For 10 years I’ve been a noncreative in corporate America. I have studied, worked, and lived in the Washington, DC, metropolitan area.  I have focused mostly on writing content for newsletters, brochures, proposals, magazines, reports, white papers, press releases, and marketing products. Additionally, I have engaged in substantive and copy editing of a variety of publications and communications products. I have amassed more than 13 years of experience in publications development and production. However, since I had the conversation with that special young lady last summer 2012, my creative juices have been reawakened, and my creative energy refocused.

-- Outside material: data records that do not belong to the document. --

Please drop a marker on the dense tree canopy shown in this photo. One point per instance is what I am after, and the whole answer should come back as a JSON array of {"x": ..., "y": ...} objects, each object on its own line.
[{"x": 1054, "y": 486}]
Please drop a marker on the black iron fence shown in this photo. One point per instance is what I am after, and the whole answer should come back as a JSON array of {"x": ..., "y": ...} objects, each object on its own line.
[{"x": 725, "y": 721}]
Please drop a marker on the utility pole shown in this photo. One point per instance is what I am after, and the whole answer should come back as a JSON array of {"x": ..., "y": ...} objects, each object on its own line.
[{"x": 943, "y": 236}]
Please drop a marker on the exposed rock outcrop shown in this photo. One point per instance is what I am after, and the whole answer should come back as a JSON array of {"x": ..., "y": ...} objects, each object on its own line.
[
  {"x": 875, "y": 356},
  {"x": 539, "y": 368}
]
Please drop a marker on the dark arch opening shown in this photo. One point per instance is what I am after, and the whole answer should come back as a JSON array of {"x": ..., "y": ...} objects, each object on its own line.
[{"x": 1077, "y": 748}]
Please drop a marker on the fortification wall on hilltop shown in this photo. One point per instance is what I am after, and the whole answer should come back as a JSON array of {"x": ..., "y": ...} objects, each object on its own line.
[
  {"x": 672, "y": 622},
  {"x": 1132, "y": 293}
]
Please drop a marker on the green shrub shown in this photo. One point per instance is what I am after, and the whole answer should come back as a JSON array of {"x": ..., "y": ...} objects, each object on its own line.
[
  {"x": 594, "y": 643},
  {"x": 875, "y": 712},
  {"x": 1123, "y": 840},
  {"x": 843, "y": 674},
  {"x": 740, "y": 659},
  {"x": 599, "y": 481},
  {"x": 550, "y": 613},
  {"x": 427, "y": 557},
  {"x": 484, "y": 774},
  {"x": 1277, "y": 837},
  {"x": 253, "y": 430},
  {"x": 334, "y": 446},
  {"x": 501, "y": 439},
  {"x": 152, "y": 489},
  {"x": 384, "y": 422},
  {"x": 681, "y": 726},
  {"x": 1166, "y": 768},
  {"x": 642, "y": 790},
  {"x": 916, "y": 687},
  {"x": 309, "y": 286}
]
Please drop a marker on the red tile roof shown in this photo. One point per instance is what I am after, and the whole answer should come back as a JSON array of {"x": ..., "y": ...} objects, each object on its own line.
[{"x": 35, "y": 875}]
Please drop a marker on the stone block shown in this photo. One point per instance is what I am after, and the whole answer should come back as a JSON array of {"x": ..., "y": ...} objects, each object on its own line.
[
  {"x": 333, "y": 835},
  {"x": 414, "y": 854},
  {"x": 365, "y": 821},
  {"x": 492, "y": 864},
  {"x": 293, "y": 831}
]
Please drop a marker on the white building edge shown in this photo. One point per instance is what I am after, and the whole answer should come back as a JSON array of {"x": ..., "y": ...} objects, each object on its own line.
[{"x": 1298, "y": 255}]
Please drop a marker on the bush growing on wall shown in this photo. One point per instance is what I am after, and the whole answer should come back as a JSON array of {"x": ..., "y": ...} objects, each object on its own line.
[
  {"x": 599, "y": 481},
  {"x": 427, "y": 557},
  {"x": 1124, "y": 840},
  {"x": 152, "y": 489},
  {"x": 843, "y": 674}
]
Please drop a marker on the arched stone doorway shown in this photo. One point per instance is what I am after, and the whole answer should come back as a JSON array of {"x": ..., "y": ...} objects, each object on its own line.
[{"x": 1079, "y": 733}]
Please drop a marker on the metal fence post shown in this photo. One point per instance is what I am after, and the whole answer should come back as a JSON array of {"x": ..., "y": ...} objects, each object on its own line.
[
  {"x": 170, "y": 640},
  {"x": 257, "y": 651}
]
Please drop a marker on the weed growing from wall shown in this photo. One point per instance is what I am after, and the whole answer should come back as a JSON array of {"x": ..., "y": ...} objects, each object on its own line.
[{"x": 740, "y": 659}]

I am now a recovering noncreative, and I want to begin to build the Bahamian literary experience through my poetry and my fiction. I want Bahamian children to be able to embrace the words of someone like them, who has walked their streets, lived in their neighborhoods, studied in their school system, speaks their language, and shares their culture. I want Bahamian college student to participate in literary criticism of local authors. I want the Bahamian work force to read local authors and their book clubs or in the privacy of their homes. I want to introduce this experience coupled with my own personal experience as a Bahamian American to the world stage. I have a unique voice bathed in a variation of the Gullah dialect and British and American English. And I have the experience of multiple cultures.
 
“The journey of a thousand miles begins with a single step,” is one translation of a quote by Chinese philospher Laozi. Well, I’m several steps into my journey, dedicating time each day to reading poetry and literary fiction and then to writing.